TERRAVIVA, the Daily Record of Copenhagen+5.

Lobbying and Campaigning the Only Hope

By  Chakravarthi Raghavan

The 1980s saw the Thatcher-Reagan initiated counter-revolution in the North, and the use of the financial muscle of the Bretton Woods Institutions  - the IMF and World Bank - to force the neo-liberal agenda on the developing world.

The result is  a decade lost for development, transfer of net resources (public and private) from the South to the North,  a heavy debt burden for generations of the people in the South, the marginalisation, if not abandoning, of the central Charter role of United Nations and its specialised agencies in economic and social sectors and development.

The second half of  the 1980s also saw the start of the parallel process to lock the developing world into the neo-liberal order and the neo-liberal globalisation process for takeover of the South by transnational corporations through the Uruguay Round   of Multilateral Trade Negotiations.  Launched in 1986, the Uruguay Round entered the developing world like a thief in the night, and
functioning in virtual secrecy created the World Trade Organization which, behind the facade of a rules-based consensus-decision-making system is functioning like an occupying power in the South to advance the interests of major corporations based in the North. The promised benefits have eluded the developing world.

After some near-paralysis, the developing world sought to address the problems through the UN, not frontally, but laterally - in a series of major world  conferences on a range of economic , social and development issues . For example, there were  the Rio Earth Summit on Environment and Development, the Beijing Women's Summit, and the

Copenhagen Social Summit.  These set some norms and standards for North and South, and adopted recommendations and decisions to which countries committed themselves at Summit level.
Civil Society, and development NGOs played an important role in all these - to
the discomfort of the Bretton Woods Institutions and now the WTO .  At these summits, there were determined efforts by the US and the OECD countries to dilute the commitments and
recommendations, assert the role of the Fund/Bank and WTO over the UN system.
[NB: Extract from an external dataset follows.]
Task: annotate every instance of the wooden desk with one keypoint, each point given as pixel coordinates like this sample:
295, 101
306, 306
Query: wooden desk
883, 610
But civil society managed to keep the pressure on recommendations and commitments and set a process for monitoring the implementation and periodic follow-up meetings -- an important achievement.
The UN sponsored conferences and their recommendations would not have mattered, if the neo-liberal order of shrinking the State and expanding mythical Market in the South through liberalisation, deregulation and privatisation had delivered benefits. In the final analysis, the legitimacy of any national and international regime
depends on,  not only the forms of democratic decision-making, but on whether it delivers benefits to the people at the bottom. Judged by  the  various yardsticks,   it has not.
All the glossily produced reports,  studies, graphs and charts, and questionable generalisations from econometric data of the IMF, World Bank, the OECD and the WTO, and the papers from neo-liberal think tanks and their academic consultants have not been able to hide the truth of growing inequalities within societies and
among countries, and the marginalisation and deprivation of the vast majority of peoples and a sense of insecurity even among middle-classes.
The street protests at the Seattle WTO Ministerial meeting last year, the protests in Washington at Fund/Bank meetings in April could be dismissed and explained away -- but not the signs of increasing social disorders everywhere.
The reality on the ground, and the failure of the policy recommendations from the Fund and the Bank, demonstrated by the East Asia financial crisis - and its spread to Russia and Brazil - resulted in the death of the Washington Consensus.
But the Fund, the Bank and the WTO, the OECD, and the major industrialised nations and the polices of transnational corporations  of the world have not been abandoned. The same old policies are coming back under new slogans, and repeated assertions about inevitability and irresistibility of globalisation.
There is nothing inevitable. Policies and norms, and instruments to further neo-liberal process have been forged by governments and national and international political processes. They can be changed voluntarily by those benefiting and in power, or they will be forced to change through social movements that are growing.
Unfortunately, far from providing an intellectual challenge, the UN is now in danger of being hijacked by the  Fund/Bank institutions and corporate interests. With some exceptions from a few individuals, the UN reports are by 'two-handed' (on the one hand, and on the other) professionals, who either have no clear opinions to present to governments as options or are afraid of doing so. Only civil society is better equipped and is not only
undertaking a public mobilisation through lobbying and campaigning, but providing an intellectual challenge. And therein lies some hope.